I wouldn't violate the spec for this. If you have an orderable node
(like nt:unstructured), then the repository should keep track of the
order of child nodes regardless of how many they are. IMHO it's OK for
the repository *not* to scale up or perform well if someone dumps a
million child nodes to an orderable parent.

However, it would be great if we could implement efficient storage for
nodes with lots (i.e. millions) of unorderable children. In such a
case I'd say we can expect the client to explicitly use a parent node
with a custom node type that doesn't require orderability.

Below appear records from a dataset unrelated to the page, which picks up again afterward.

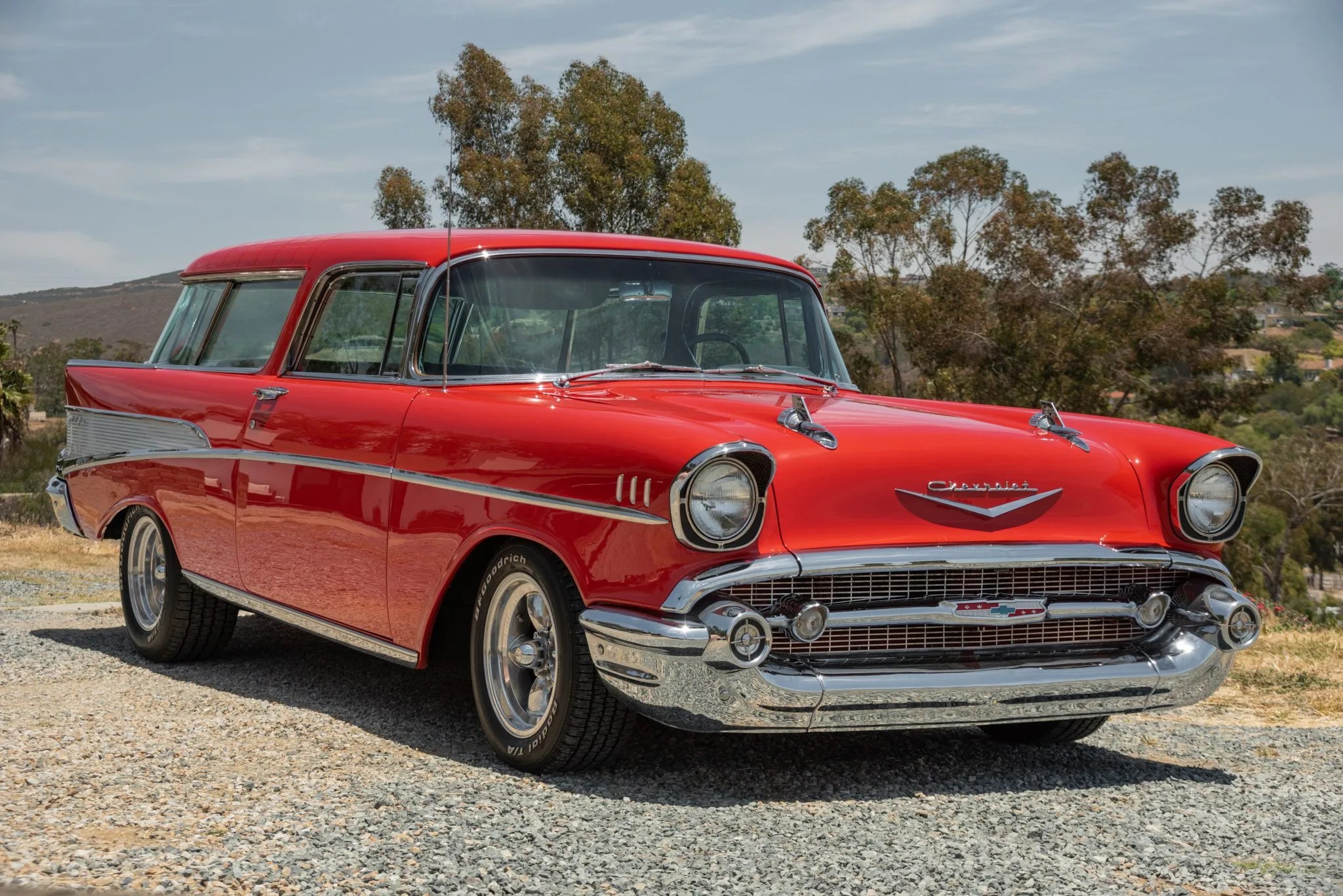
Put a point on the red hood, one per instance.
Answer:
(866, 491)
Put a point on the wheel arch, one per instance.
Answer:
(115, 520)
(443, 634)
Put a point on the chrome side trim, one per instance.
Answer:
(243, 276)
(591, 508)
(687, 593)
(61, 505)
(191, 452)
(74, 464)
(306, 621)
(94, 433)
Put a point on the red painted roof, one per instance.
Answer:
(430, 246)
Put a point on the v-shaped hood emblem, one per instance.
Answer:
(989, 513)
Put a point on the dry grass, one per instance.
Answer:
(39, 549)
(1289, 677)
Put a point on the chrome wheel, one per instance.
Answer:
(147, 573)
(520, 655)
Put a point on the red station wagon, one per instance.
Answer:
(630, 476)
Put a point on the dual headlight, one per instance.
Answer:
(1211, 504)
(717, 500)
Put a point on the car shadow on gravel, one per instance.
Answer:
(431, 712)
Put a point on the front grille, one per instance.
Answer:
(954, 638)
(915, 587)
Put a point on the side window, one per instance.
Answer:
(360, 330)
(249, 324)
(188, 324)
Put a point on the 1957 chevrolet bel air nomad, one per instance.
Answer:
(629, 476)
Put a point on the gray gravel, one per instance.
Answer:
(297, 766)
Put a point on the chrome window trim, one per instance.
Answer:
(681, 524)
(449, 484)
(1233, 526)
(689, 591)
(317, 299)
(420, 317)
(306, 621)
(246, 276)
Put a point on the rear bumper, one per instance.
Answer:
(61, 505)
(657, 664)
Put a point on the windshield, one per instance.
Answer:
(562, 315)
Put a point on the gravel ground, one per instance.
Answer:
(292, 765)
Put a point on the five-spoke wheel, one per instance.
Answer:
(169, 618)
(539, 697)
(520, 655)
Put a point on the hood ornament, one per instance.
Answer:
(798, 418)
(1049, 422)
(989, 513)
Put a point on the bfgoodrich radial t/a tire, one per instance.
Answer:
(540, 700)
(169, 618)
(1045, 732)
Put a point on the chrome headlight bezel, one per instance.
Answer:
(1244, 467)
(755, 459)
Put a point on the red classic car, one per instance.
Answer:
(630, 476)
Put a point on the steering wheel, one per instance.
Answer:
(719, 338)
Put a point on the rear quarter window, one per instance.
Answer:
(226, 325)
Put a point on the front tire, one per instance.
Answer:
(169, 618)
(539, 697)
(1045, 732)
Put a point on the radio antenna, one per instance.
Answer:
(448, 273)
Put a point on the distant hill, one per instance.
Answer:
(134, 309)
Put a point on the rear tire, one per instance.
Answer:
(1045, 732)
(539, 697)
(169, 618)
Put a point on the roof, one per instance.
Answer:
(430, 246)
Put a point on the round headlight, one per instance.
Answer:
(721, 500)
(1212, 499)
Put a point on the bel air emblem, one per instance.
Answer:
(982, 488)
(997, 612)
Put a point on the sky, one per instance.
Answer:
(137, 136)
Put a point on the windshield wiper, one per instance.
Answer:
(830, 386)
(563, 381)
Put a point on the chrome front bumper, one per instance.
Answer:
(61, 505)
(657, 664)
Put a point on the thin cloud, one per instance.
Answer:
(257, 159)
(688, 46)
(69, 248)
(958, 116)
(1209, 7)
(10, 88)
(1028, 52)
(68, 115)
(1307, 172)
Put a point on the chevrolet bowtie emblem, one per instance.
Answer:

I am not sure, whether this proposal does not open a can of worms: Consider 
using a node for child nodes whose retrieval should be ordered by insertion 
order. This is currently guaranteed by switching on ordered child nodes on the 
parent node, right ?

So, applications using this will always use ordered nodes and thus suffer from 
performance again ... not good.

Well, there is no free lunch...

If we want to go 'big data' and distributed, we will have to make trade offs. What we need to do IMO is to carefully identify the areas where we can/want to trade off and make sure these are well understood.